Supporters of the court insist that, whatever the political machinations, the system has proved itself. "The system works," declares Sir Geoffrey Nice, a British Queens Counsel who prosecuted former Yugoslav strongman Slobodan Milosevic. "There is a family of international courts, they are developing law in their judgments, which is they build on each other. If you view these courts as a mechanical device, then you can say the machine works."
But the problem of political support remains. And international courts have their critics. One perennial problem is the sheer time and cost of the trials: Taylor’s took six years. Milosevic’s took four — so long that the defendant died of heart failure before it could finish. Skeptics, notably Henry Kissinger, have pointed to the lack of accountability of a court which has no jury trials, and whose judges are not answerable to any elected government.

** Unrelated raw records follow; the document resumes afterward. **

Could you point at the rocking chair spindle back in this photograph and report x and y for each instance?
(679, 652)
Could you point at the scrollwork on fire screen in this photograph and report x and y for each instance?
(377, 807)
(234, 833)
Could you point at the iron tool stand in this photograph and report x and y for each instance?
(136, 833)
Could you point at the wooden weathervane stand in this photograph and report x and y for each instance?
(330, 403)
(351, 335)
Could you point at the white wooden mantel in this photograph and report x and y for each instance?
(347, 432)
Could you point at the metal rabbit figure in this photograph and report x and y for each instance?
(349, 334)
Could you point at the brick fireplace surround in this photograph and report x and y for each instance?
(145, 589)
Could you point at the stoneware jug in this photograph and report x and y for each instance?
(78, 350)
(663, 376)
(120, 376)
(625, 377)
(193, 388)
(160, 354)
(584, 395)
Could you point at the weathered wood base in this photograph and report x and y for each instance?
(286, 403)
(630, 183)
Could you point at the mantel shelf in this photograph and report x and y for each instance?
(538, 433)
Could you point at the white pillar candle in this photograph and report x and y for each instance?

Among supporters, the fear is not that the ICC will vanish — it is too big to fail — but rather that it will continue to find itself sidelined. Richard Dicker, director of the international justice program at Human Rights Watch in New York, says: "There is a real danger that this court will be League of Nation-ized, and that will happen if there isn’t an increasing commitment on the part of states."
For an example of what that might mean, the occupants of the ICC have only to travel a few miles across The Hague to the International Court of Justice. It is housed in the gothic splendor of the Peace Palace, commissioned in 1913 by philanthropist Andrew Carnegie in the hope it would become a "world court."
That role never materialized, and the Peace Palace has assumed a more humble role. The ICJ arbitrates on disputes between states. Important work, certainly, but the lack of any criminal prosecution, and the need for arbitration to be voluntary, means the court seldom hits the headlines.
Just such a fate may yet await the ICC. In years to come, it may find itself a historical curiosity along with the Peace Palace, viewed as a monument to something that was a good idea that never quite worked out.